Il convient de noter que certains commentaires et mentions dans les médias concernant sa disparition ont été censurés ou supprimés des médias sociaux et de la presse chinoise, y compris du South China Morning Post de Hong Kong. Quant à Wang Yi, Wen-ti Sun, politologue à l’Australian Centre for China Studies, a déclaré que son retour en tant que ministre des affaires étrangères « ressemble à un arrangement temporaire ».
« Techniquement, en RPC, un fonctionnaire peut être démis de ses fonctions s’il a une liaison à côté. La discipline politique chinoise ne l’encourage pas. Et de tels cas relèvent de la compétence de la commission de contrôle du parti », a déclaré Alexei Maslov, directeur de l’Institut des pays asiatiques et africains de l’université d’État Lomonossov de Moscou et professeur à l’École d’études orientales de l’École supérieure d’économie de l’université nationale de recherche.
« Mais dans ce cas, ce n’est probablement pas le roman lui-même, mais certaines données, telles que des photos ou des vidéos, qui pourraient discréditer Qin Gang en tant que membre du PCC. Des contradictions internes plus profondes sont également possibles. Qin Gang aurait pu ne pas s’entendre avec le diktat rigide de Wang Yi, qui est responsable de l’élaboration de la politique étrangère de la RPC », note-t-il.
« Par ailleurs, des rumeurs de maîtresse ont pu être lancées par la presse chinoise pour masquer les liens trop étroits de Qin Gang avec l’establishment américain. Bien qu’il ait sévèrement critiqué la politique étrangère des États-Unis, l’ancien ministre avait lui-même travaillé comme ambassadeur à Washington et avait activement encouragé les investisseurs américains à s’implanter sur le marché de la RPC. Bien que cela ne soit pas formellement interdit, le fonctionnaire pourrait avoir tissé des liens trop étroits avec les entreprises étrangères », souligne l’expert.
"Pour la Russie, l'essentiel est que le changement de ministre des affaires étrangères en Chine n'affecte pas la politique étrangère du pays, y compris à l'égard de Moscou", estime M. Maslov. - Pour nous, ce limogeage est plus un cas curieux qu'une question de principe. D'ailleurs, nous connaissons bien Wang Yi".

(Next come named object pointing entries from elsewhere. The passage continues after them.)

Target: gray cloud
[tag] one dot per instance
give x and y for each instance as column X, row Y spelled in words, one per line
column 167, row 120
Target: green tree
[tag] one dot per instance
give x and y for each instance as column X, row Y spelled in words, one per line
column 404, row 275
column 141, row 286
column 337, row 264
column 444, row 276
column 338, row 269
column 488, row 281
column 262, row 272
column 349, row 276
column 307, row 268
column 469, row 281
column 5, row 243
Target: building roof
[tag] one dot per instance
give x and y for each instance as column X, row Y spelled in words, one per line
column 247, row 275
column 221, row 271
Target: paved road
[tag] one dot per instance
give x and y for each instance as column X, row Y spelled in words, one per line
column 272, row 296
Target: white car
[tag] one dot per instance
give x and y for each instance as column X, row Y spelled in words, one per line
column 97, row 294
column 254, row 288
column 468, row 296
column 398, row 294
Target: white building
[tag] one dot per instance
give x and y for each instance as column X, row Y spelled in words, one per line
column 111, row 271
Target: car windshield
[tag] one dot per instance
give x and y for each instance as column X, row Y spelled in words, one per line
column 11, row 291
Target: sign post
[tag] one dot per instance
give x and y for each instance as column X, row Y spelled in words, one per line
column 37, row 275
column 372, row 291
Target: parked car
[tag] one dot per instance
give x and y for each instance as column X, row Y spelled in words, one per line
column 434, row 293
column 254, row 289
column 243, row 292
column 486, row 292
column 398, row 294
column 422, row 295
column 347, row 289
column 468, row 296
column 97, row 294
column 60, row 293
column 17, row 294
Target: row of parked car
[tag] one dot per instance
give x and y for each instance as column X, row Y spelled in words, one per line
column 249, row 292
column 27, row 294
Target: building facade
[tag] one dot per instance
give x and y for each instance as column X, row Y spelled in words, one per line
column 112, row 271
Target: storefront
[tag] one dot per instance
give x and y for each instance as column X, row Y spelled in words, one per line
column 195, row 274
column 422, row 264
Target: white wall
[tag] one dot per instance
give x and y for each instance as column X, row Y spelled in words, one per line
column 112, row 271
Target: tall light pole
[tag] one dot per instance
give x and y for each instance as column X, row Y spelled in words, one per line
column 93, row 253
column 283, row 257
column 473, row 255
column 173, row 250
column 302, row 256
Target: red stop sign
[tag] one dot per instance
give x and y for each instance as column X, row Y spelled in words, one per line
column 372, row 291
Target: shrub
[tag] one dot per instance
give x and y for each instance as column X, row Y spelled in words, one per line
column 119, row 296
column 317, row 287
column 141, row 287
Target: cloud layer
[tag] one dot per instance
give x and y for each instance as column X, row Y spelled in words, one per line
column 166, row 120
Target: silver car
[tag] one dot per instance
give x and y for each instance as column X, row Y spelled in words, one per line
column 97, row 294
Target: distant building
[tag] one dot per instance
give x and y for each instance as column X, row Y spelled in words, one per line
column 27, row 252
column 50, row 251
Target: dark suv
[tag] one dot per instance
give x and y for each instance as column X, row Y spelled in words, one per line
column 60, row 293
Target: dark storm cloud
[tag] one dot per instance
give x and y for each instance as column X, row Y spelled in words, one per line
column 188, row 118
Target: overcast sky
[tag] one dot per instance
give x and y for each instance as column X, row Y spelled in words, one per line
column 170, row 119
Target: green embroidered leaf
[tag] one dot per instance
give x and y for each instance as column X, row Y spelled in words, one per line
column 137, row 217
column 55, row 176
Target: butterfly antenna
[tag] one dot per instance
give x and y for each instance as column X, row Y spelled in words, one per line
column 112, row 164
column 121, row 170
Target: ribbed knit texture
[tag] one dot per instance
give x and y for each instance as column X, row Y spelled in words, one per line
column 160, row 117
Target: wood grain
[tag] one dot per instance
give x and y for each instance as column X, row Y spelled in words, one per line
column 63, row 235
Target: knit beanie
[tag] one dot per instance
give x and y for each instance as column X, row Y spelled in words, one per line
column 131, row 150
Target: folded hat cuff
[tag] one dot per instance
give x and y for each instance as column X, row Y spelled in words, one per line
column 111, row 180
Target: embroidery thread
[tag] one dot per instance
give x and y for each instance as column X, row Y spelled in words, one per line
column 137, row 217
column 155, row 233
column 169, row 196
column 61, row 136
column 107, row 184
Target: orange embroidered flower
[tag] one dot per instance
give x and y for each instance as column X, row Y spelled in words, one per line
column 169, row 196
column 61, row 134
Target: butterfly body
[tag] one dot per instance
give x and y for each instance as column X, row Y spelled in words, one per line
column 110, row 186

« Une situation dans laquelle un patron chinois disparaît pendant un certain temps puis est révoqué est typique des enquêtes disciplinaires menées par la Commission centrale d’inspection de la discipline du Comité central du PCC (CCDI). En règle générale, ces enquêtes sont liées à des soupçons d’actes de corruption », explique Vasily Kashin, directeur du Centre for Comprehensive European and International Studies (CCEMI) de l’École supérieure d’économie de l’Université nationale de recherche.
« Le fait d’avoir une maîtresse et l’adultère sont interdits par les normes disciplinaires du CPC, mais ils ne constituent pas des motifs indépendants de mort professionnelle. Mais ils constituent, au sens figuré, une circonstance aggravante dans l’enquête sur les infractions graves. En d’autres termes, un haut fonctionnaire a commis un délit, auquel s’ajoute une mauvaise caractéristique personnelle. Mais en fait, dans le cas de Qin Gang, je n’exclus pas que la raison principale soit ses problèmes de santé. De plus, il reste membre du Conseil d’État », a déclaré l’interlocuteur.
« Il y a un autre scénario complètement différent. Par exemple, aucune plainte n’est déposée contre le fonctionnaire lui-même, mais sa maîtresse ou, plus généralement, une personne de son entourage travaille pour les services de renseignement étrangers – elle rapporte la routine quotidienne, qui a rencontré qui. Dans ce cas, il s’agit d’une infraction très grave qui entraîne la perte de la carrière du fonctionnaire et l’ouverture d’une enquête pour assistance à un espion. Et la personne impliquée n’a rien à envier aux autres, même si elle n’a rien fait de mal consciemment », explique le Chinois.
« En général, les enquêtes du parti au sein du PCC ont leur propre dynamique et, dans les premières étapes, le Pékin officiel, en règle générale, ne commente pas ce qui se passe. En outre, l’enquête du parti n’est pas synchronisée ou identifiée avec une enquête judiciaire, qui peut ne pas exister du tout. En d’autres termes, le délit n’est pas encore un crime, mais il exclut déjà l’exercice d’une fonction publique. Ces enquêtes se terminent par l’effondrement d’une carrière, mais la personne reste en liberté », a expliqué l’expert.